PROPER AIRFLOW BALANCE:
A fairly significant design flaw that we encounter in air handling units that supply cooling (DX and/or ammonia systems) are recycling air from the room even when there is process exhaust air being taken out of the room. The result is a negative condition in the room which of course can cause contaminated air, dirt and insects to be drawn in from outside the facility or from contaminated areas inside the facility. A typical example: if there is a requirement for 50 tons of cooling in a production facility and there is 10,000 cfm of exhaust. Frequently what we see is that the 50 ton air handling unit is recycling air from the room and only bringing in about 10% outside fresh air of the air quantity being handled by the unit; which in this case could be 2,000 cfm. So, in this production room, they are bringing in 8,000 cfm of uncontrolled air from potentially contaminated areas. Most companies that supply air handling units, design their units for recycled air and if one requests a unit that brings in 100% outside air, the prices for these units are significantly higher.
AIRFLOW FILTRATION DESIGN:
The other significant design flaw we see with air handling units is that the filtration is on the inlet of the unit only. This approach has pretty much been accepted for years and even today; the new units being installed only have filtration on the inlet. New research going on today highly recommends having filtration on the inlet and the outlet as follows: MERV 12 on the inlet and a MERV 17 on the outlet of filtration systems. This definitely applies to air handling units that recycle air for heating and cooling, however, it is highly recommended for air handling units that bring in 100% of its air from outside.The reason this has become important is that the air handling unit is an enclosure that can contain moisture; and both cooling units and heating units can contain moisture. The moisture is an important part of growing, for example, salmonella.

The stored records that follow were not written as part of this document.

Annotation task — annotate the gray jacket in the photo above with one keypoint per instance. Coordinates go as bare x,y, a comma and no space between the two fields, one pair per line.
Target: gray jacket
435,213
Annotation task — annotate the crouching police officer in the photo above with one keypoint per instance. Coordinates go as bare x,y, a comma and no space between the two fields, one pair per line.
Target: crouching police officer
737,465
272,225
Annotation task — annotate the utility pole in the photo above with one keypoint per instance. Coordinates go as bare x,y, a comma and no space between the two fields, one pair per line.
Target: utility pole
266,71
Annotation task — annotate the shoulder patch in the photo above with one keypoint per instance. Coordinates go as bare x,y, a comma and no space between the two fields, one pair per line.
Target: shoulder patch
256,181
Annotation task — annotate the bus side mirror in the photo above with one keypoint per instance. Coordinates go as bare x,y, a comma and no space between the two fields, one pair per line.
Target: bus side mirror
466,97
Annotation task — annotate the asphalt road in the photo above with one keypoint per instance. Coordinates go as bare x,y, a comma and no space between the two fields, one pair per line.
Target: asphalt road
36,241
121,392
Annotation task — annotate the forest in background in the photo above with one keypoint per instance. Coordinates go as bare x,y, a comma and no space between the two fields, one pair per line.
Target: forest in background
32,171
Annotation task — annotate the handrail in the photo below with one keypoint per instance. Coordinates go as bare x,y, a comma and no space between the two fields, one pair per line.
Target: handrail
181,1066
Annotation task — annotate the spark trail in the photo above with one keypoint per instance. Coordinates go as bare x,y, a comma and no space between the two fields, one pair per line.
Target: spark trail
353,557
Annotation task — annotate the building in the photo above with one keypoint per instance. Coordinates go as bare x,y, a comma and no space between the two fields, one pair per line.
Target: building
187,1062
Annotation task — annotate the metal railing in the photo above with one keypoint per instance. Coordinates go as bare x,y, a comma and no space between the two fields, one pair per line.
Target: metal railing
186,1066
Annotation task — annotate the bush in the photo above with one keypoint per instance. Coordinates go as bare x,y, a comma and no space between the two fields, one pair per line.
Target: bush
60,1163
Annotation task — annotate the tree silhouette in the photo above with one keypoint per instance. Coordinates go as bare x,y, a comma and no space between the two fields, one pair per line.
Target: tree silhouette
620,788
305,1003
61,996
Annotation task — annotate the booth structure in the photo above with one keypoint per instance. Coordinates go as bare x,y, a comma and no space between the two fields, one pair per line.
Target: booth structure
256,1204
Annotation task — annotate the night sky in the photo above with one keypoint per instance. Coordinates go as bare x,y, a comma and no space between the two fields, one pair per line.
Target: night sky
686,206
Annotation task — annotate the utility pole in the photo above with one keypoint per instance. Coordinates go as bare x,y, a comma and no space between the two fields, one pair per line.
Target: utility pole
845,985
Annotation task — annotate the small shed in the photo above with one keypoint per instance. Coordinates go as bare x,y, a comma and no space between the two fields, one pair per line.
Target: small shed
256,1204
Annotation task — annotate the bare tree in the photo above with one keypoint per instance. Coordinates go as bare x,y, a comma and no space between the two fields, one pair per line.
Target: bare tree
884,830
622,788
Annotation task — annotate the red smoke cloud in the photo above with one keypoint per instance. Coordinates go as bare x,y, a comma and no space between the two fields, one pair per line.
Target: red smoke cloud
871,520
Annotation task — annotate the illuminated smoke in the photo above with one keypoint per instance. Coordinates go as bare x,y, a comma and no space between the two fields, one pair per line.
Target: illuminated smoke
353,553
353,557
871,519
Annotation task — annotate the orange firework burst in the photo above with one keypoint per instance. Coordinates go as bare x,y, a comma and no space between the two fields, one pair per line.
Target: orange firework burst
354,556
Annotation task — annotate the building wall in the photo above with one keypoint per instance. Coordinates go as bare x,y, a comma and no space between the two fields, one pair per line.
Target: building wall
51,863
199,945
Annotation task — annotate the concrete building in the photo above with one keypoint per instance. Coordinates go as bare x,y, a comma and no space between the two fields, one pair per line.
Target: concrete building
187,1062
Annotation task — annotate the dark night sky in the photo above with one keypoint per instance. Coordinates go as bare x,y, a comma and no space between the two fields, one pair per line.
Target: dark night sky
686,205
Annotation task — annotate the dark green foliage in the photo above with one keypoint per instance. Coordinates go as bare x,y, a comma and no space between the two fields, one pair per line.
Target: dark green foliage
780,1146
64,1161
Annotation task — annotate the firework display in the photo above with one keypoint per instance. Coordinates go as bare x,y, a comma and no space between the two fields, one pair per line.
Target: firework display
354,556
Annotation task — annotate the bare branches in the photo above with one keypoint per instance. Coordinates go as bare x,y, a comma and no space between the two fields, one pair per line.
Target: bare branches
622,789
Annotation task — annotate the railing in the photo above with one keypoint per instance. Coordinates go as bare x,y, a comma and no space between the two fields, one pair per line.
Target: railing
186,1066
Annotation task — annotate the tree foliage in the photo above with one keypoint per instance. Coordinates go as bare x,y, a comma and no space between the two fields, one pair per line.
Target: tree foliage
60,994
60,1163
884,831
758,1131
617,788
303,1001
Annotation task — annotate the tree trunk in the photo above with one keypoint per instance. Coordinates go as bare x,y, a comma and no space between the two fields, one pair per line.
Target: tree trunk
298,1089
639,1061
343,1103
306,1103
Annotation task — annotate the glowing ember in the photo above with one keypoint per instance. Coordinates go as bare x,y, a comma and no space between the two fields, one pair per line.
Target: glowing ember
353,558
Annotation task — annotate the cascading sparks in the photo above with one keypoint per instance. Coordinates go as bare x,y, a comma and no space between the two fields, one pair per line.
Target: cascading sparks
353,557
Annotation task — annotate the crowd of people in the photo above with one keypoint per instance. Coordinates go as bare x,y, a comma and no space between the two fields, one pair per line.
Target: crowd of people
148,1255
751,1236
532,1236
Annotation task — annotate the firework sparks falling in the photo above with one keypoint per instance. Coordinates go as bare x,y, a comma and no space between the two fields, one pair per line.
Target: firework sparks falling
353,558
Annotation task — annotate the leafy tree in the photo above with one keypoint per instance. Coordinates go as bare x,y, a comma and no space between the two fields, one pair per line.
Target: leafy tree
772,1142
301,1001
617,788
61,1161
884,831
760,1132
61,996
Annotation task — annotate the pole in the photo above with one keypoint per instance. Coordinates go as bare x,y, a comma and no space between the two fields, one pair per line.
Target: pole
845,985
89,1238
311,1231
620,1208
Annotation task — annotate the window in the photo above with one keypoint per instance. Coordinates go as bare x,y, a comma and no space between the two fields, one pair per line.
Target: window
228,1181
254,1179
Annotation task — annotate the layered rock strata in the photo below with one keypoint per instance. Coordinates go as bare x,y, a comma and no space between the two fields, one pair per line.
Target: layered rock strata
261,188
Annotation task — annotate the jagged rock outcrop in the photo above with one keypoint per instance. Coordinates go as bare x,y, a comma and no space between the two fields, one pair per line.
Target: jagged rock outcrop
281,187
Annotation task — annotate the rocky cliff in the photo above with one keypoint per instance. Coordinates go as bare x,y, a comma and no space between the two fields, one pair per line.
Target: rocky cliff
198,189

In a food production area in a facility, cleaning and sterilizing is done consistently and daily. How often, however, have we seen the cleaning crew go inside of an air handling unit? Not often! Contaminants can start to grow inside the air handling units, and be picked up and blown back into the production facility. And just a note, salmonella can be airborne, along with many other types of contaminants. As a summary; a filtration system should be on the inlet and outlet of any air handling system within a food production facility.